Four Things We Learned at Decoded Future New York

Date:Thursday, October 31, 2019
Author:Charlie Gilbert

Our eagle-eyed team – made up of Emilia Morano-Williams, Marian Berelowitz and Emily Seger – reveal the four trends that emerged from the US edition of our flagship innovation summit on October 18.

4. Brands becoming authentic activists

Speakers from influencer brands highlighted the opportunity of connecting with consumers via activism – provided that purpose is woven into a company’s DNA.

Nancy King, Airbnb’s director of global insights and strategy, said that activist marketing must originate from a brand’s core values in order to appear credible. “Purpose-driven communications are not short-term plays,” she said.

Jay Curley, Ben & Jerry’s global head of marketing, said the opportunity lay with taking the “creativity and intelligence we apply to creating products and services to creating change”. He cited the example of Dove, which successfully transitioned from promoting women’s self-esteem to actively lobbying for protection against discrimination.

3. Connecting via sustainable ideologies

From improving packaging habits to addressing the issues of finite resources, Decoded Future revealed how interactions with consumers are being recalibrated thanks to new eco-conscious initiatives.

Ernel Simpson, TerraCycle’s head of research and development, spoke of the plan to transition Loop – the company’s reusable packaging service – into supermarkets. “You’ll walk into your local supermarket and see a Pepsi in a reusable container, put a deposit down, and bring it back when you’re done,” he said.

Emily Scarlett, H&M’s USA’s head of communications, said the fashion industry has a responsibility to “come together” and address the issue of sustainability.

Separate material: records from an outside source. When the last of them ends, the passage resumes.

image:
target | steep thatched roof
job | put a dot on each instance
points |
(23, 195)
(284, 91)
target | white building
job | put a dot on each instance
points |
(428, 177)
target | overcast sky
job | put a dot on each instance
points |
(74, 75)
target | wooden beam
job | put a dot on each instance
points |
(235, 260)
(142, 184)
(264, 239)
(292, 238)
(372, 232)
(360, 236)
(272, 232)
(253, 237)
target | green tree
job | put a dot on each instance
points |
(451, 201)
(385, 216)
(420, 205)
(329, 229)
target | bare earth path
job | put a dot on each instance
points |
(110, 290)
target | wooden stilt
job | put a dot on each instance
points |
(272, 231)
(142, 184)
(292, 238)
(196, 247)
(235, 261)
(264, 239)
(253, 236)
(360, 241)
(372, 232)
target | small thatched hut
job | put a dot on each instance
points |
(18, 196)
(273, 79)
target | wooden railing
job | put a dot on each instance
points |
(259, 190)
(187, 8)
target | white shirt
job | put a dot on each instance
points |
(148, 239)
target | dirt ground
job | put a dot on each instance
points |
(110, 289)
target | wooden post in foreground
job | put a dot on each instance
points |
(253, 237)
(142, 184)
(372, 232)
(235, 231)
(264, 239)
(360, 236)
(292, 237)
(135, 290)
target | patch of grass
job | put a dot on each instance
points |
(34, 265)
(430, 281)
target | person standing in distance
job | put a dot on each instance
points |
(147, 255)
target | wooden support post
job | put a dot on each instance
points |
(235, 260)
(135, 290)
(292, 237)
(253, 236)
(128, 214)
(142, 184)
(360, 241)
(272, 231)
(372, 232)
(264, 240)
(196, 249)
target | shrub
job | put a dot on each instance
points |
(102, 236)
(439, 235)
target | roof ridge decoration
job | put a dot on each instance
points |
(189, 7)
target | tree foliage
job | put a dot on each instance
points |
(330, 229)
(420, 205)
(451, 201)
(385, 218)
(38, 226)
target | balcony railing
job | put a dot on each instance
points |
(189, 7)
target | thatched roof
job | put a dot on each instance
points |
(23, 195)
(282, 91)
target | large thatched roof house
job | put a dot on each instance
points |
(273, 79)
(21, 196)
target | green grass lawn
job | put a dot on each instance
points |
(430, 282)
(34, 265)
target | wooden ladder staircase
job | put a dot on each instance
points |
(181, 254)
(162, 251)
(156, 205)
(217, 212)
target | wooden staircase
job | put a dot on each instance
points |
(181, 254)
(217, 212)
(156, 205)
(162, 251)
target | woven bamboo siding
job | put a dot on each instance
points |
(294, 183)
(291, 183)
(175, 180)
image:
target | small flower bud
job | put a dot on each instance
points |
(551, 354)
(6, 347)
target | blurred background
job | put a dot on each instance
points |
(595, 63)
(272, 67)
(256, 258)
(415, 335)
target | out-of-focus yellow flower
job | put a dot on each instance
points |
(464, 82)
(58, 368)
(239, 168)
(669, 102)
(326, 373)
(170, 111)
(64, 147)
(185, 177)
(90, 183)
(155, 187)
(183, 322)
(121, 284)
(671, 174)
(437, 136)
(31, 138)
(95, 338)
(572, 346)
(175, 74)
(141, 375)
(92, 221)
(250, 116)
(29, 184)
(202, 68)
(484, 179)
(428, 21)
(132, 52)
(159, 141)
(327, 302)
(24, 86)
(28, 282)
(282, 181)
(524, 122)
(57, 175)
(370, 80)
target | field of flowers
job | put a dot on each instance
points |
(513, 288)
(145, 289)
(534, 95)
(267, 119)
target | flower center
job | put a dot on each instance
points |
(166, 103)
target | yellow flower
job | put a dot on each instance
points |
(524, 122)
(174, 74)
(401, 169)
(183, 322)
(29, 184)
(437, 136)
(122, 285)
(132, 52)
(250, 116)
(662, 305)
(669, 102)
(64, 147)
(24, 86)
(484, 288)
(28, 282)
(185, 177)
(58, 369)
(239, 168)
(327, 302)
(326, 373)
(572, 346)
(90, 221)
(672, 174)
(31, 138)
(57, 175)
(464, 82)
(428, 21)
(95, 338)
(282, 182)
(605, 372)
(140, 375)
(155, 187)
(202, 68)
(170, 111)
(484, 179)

The brand is making its sustainable techniques and technology open source, in the hope of educating other manufacturers.

2. Balancing technologies

Decoded Future’s panel discussions delved into the tools helping people to mitigate technology’s potentially corrosive impact on their wellbeing. In Selective Use of Tech, Jennifer Birch, Fitbit’s senior manager of CMF design, emphasised the importance of creating tech tools that “add to the value, but don’t add to the noise in [users’ lives]”.

Mutale Nkonde, a fellow at Harvard University’s Berkman Klein Center for Internet & Society, spoke about the implementation of AI into our everyday lives. “We need to get rid of the blind faith that math is always impartial, which is statistically not true,” she said. “[Implementing AI is] going to take human interpretation.”

1. Serving the not-so niches

Tessa Mansfield, our chief creative officer, predicted that, in 2020, brands will start realising the lucrative potential of ‘not-so-niche’ groups, with femtech (innovation in women’s wellness) and cannabis already catering to an array of unmet needs.

The femtech sector, in fact, has the potential to become a $50bn market by 2025 – though this, said SteelSky Ventures founding partner Maria Velissaris, is a fraction of the size of the opportunity, with menopause and menstrual health being particularly underfunded areas.

Cannabis, meanwhile, is appealing to the ‘sober curious’ – those who are reducing their alcohol consumption. With new beverages incorporating THC and CBD, cannabis has the potential to become integrated into conventional social experiences.